Given the importance domestically on this topic, and despite many agreeing that large supra-national companies should pay higher taxes globally, it is quite imaginable that Irish voters begin to question the merits of remaining within the single currency area. This is particularly so when their second largest export market, the UK – which as we mentioned in our last blog appears to be faring better than many feared[10] – is no longer a member.
An Irish exit from the EU may seem a rather fanciful notion[11], but recall one of the key reasons UK voters backed Brexit was because they wished to protect their national sovereignty and for Ireland tax policy is a key element of national sovereignty. The Irish have no desire to see the EU encroach further in this area, but for the EU to complete its grand plan of monetary and fiscal union, encroach they must. It is these longer-term political and economic[12] tensions that flow from this week’s EU decision on Apple’s tax bill that makes this such an important event for investors.
[1] While most of the major political parties in Ireland agree with the appeal there is not unanimity.
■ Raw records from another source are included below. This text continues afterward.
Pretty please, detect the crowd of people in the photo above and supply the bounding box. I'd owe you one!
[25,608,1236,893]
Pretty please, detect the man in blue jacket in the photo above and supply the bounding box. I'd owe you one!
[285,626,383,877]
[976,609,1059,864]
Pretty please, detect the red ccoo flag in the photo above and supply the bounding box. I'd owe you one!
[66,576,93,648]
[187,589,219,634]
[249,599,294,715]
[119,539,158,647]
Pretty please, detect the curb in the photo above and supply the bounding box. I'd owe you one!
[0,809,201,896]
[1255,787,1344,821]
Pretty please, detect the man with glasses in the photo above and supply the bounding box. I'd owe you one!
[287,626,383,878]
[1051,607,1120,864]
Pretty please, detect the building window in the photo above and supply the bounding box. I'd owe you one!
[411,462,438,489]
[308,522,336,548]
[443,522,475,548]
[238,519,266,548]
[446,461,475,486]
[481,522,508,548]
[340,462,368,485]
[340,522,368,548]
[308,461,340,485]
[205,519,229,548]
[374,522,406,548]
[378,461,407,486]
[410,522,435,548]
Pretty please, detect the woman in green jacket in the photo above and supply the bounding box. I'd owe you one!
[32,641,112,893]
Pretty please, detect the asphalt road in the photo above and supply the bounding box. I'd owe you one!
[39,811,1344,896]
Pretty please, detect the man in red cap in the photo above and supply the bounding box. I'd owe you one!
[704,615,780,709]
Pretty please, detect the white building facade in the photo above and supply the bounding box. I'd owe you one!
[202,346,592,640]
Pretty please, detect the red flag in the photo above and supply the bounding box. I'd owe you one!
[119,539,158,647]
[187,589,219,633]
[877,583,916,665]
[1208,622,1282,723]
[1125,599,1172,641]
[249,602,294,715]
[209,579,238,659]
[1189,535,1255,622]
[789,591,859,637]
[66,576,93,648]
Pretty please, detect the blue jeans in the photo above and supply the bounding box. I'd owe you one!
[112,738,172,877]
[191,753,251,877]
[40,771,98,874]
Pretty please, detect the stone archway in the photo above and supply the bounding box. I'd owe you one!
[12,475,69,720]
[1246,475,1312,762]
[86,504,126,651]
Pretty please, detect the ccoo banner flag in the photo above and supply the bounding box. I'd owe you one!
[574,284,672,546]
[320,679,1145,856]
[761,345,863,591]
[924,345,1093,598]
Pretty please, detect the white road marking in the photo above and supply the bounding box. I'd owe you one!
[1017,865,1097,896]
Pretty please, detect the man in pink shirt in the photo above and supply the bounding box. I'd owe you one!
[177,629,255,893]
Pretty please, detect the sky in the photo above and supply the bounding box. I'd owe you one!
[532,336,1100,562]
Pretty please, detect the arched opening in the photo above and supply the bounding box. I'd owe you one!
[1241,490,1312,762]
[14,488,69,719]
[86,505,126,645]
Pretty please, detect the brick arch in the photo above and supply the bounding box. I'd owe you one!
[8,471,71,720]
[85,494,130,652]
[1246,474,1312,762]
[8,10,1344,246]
Given PM Kenny’s coalition government is already in a minority, and relies on the support of independents to pass legislation, the situation is somewhat tenuous.
[2] Hardly a conducive backdrop to next week’s G20 meeting hosted by China.
[3] More than 700 US companies, including other tech giants like Google, Amazon, Facebook and Microsoft, have offices in Ireland, employing more than 140,000 people according to the American Chamber of Commerce in Ireland.
[4] See: http://www.independent.ie/opinion/columnists/david-mcwilliams/david-mcwilliams-eu-is-a-thing-of-the-past-our-future-is-with-an-atlantic-ireland-35009330.html
[5] A goal explicitly stated in the Five Presidents report published last June – see: https://ec.europa.eu/priorities/publications/five-presidents-report-completing-europes-economic-and-monetary-union_en
[6] The UK was also strongly against tax harmonization, but this opposition will disappear as and when Brexit finally takes place, leaving Ireland increasingly isolated on this issue.
[7] See: https://www.theguardian.com/business/2010/nov/18/ireland-bailout-imf-europe-corporate-tax
[8] This is a legal argument that will unquestionably feature in the appeal.
[9] See: http://www.telegraph.co.uk/technology/2016/08/30/apple-ordered-to-pay-11bn-after-european-union-tax-investigation/
[10] As we outlined there is growing evidence that the negative downdraft from Brexit is abating. This is most visible in the sentiment indicators that we track at Amareos but it is also becoming evident in the lagging hard economic data as mentioned – see: https://amareos.com/blog/pride-and-prejudice/
[11] An Irish exit, if it were to occur, would have far reaching consequences. As Oscar Wilde famously quipped, “To lose one parent may be regarded as a misfortune; to lose both looks like carelessness.” Substitute member state for parent and we think you get the picture.
[12] The EU referendum was a political question with economic implications rather than simply an economic question, something the Remain campaign never appeared to grasp fully.